Is the UK facing a new wave of interventionist public health policy?

Alex Tiley, Consultant

Following until recently in the steps of New Zealand, Prime Minister Rishi Sunak announced that the Government will introduce a generational smoking ban and look at measures to regulate the marketing and sale of vape products, with a particular focus on disposable vapes. Sunak claimed that he was doing so to take action against the rise in recent years of youth vaping and secure a generation without cigarettes. 

The announcement was met with outrage from the libertarian-leaning think tanks of Tufton Street, as well as many Conservative politicians on the right of the party. The Nanny State, to them, was back in full force and it would create an enforcement and legal scale minefield in the future that will likely require adult smokers to carry ID cards and see 49 year old secret shoppers conducting operations on the honest shopkeeper at your local newsagent. For health stakeholders however, the generational ban is a good idea: ensuring a whole generation in theory can never purchase cigarettes and prevent subsequent generations becoming addicted to nicotine. 
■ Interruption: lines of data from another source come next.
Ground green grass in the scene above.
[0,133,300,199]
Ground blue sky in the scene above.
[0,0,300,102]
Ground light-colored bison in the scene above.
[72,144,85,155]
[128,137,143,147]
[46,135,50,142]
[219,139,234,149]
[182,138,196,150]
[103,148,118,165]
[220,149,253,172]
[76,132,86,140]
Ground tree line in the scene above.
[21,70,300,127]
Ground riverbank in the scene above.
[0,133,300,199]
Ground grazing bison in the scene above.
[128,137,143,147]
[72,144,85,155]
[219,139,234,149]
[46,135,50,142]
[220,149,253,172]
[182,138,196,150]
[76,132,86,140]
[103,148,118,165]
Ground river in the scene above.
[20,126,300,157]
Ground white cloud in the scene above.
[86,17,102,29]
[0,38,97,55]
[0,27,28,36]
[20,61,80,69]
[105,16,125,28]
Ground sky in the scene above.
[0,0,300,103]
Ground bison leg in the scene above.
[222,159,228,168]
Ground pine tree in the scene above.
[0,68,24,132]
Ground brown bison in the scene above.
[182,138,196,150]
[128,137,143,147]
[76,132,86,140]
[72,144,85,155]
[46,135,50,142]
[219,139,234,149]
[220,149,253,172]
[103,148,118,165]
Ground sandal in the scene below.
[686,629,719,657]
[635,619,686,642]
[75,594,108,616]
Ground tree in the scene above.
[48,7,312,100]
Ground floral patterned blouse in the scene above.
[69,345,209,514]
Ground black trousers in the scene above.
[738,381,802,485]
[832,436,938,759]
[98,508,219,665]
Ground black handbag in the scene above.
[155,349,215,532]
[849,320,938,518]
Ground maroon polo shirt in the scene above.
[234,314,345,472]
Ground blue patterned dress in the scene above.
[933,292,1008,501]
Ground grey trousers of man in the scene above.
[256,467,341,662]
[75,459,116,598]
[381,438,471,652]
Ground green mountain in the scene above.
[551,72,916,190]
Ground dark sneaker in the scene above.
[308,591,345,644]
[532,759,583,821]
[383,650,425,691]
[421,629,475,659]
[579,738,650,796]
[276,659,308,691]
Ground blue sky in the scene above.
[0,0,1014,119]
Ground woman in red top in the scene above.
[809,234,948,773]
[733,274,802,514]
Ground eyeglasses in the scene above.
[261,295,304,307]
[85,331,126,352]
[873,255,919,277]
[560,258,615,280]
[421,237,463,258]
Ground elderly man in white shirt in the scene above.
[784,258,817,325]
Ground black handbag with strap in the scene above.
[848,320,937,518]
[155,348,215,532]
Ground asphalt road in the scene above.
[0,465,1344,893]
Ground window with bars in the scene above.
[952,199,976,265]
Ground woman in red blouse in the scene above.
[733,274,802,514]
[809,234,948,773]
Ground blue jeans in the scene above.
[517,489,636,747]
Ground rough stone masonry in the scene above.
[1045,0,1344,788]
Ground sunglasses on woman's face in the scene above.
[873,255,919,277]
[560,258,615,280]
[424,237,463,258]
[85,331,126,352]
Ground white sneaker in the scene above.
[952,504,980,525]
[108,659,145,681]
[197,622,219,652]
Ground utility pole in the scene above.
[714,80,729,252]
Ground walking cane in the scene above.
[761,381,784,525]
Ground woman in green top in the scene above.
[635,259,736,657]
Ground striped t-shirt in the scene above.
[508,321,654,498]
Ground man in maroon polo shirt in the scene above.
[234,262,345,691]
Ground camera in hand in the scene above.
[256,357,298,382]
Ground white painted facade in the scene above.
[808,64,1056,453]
Irrespective of whether one agrees with either groups analysis of the policy, the decision of the Prime Minister to focus on this area and make it a flagship of his premiership is of more interest and how, over the past few years, public health has become a much more politically prescient issue. While it is true that Sunak does not drink or smoke himself, it would be wrong to attribute his policy focus to his personal choices alone. Instead, it is better to understand this focus as both a culmination and potential starting gun of a public health focus driven by political stakeholders seeing merit in directly intervening in the personal choices of individuals to facilitate more positive health outcomes,

This direction of travel has been in process for almost a decade and is much broader than nicotine. In 2016, the Osborne/Cameron budget introduced a sugar tax in the hope that it would motivate manufacturers to reduce the sugars in their products. Statistically soft drink consumption in the UK as of 2022 is at an all-time high, but UK Research and Innovation has found that the sugar tax was associated with an 8% relative reduction in obesity levels in year 6 girls, equivalent to preventing 5,234 cases of obesity per year in this group alone. Yet, the same research found no association between the sugar tax coming into effect and changes in obesity levels in children from reception class and in year 6 boys. There was also no overall change in obesity prevalence. Nonetheless, a levy of excise on a product was shown to be an effective measure in combatting youth consumption – if, perhaps, a slightly blunt one. Taxation, however, remains one of the lighter-touch forms of intervention on these issues.

One area that is of acute scrutiny and at risk of heavy regulation across fast moving consumer goods is their marketing, as it is claimed to encourage the public to make unhealthy choices. In 2019, the DCMS Select Committee recommended removing cartoon characters from boxes of sugary cereal, citing their appeal to children. Fast food chain McDonald’s was criticised by then-Deputy Leader of the Labour Party for their ‘Monopoly’ promotion for encouraging people to eat fast food. Many public health royal societies advocate for health warnings on bottles of alcohol, and “Junk food” advertisements are banned from TFL by the Mayor, leading to a bizarre scenario earlier this year where an advert for a play that featured a wedding cake, was rejected. This, being one of the most practical areas for regulation, is one of the most popular politically, although in practice previously few other than plain packaging for cigarettes have seen fruition. 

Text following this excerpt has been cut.